More than 3,000 people have died in Iran’s nationwide protests, rights activists said yesterday, while a “very slight rise” in Internet activity was reported in the country after an eight-day blackout.
The US-based Human Rights Activists News Agency group said it had verified 3,090 deaths, including 2,885 protesters, after residents said the crackdown appeared to have broadly quelled protests for now and state media reported more arrests.
Tehran has been comparatively quiet for four days, several residents reached by Reuters said.
Photo: EPA
Drones were flying over the city, but there were no signs of major protests on Thursday or Friday, said the residents, who asked not to be identified for their safety.
A resident of a northern city on the Caspian Sea said the streets there also appeared calm.
The protests erupted on Dec. 28 last year over economic hardship and swelled into widespread demonstrations calling for the end of clerical rule in the Islamic republic, culminating in mass violence late last week.
According to opposition groups and an Iranian official, more than 2,000 people were killed in the worst domestic unrest since Iran’s 1979 Islamic Revolution.
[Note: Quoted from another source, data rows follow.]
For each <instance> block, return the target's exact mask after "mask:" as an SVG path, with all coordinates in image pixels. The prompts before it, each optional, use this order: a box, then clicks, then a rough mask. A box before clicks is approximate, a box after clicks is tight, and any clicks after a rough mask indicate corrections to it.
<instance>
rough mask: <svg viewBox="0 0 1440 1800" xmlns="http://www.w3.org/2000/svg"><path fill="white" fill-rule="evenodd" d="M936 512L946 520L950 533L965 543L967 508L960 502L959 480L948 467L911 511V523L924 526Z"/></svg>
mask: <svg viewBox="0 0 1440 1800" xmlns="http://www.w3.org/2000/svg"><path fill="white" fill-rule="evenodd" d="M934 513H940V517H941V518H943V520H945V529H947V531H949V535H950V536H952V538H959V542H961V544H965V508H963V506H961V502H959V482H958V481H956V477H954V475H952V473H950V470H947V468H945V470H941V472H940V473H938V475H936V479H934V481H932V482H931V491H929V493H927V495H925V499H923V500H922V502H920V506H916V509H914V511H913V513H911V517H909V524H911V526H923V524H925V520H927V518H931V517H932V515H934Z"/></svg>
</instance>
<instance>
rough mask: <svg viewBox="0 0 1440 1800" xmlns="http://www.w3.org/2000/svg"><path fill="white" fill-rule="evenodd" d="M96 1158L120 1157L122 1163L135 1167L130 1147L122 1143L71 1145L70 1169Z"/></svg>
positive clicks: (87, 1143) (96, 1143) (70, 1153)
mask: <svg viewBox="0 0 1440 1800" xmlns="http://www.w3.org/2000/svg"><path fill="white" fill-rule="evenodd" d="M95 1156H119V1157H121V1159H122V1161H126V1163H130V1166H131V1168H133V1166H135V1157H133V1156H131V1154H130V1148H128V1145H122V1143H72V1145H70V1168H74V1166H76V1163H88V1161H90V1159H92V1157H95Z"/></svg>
“Metrics show a very slight rise in internet connectivity in #Iran this morning” after 200 hours of shutdown, the Internet monitoring group NetBlocks wrote on social media.
Connectivity remained around 2 percent of ordinary levels, it said.
A few Iranians overseas said on social media that they had been able to message users living inside Iran early yesterday.
US President Donald Trump, who had threatened “very strong action” if Iran executed protesters, said Tehran’s leaders had called off mass hangings.
“I greatly respect the fact that all scheduled hangings, which were to take place yesterday (Over 800 of them), have been cancelled by the leadership of Iran. Thank you!” he wrote on social media.
Iran had not announced plans for such executions or said it had canceled them.
Indian students and pilgrims returning from Iran said they were largely confined to their accommodations while in the country, unable to communicate with their families back home.
“We only heard stories of violent protests, and one man jumped in front of our car holding a burning baton, shouting something in the local language, with anger visible in his eyes,” said Z. Syeda, a third-year medical student at a university in Tehran.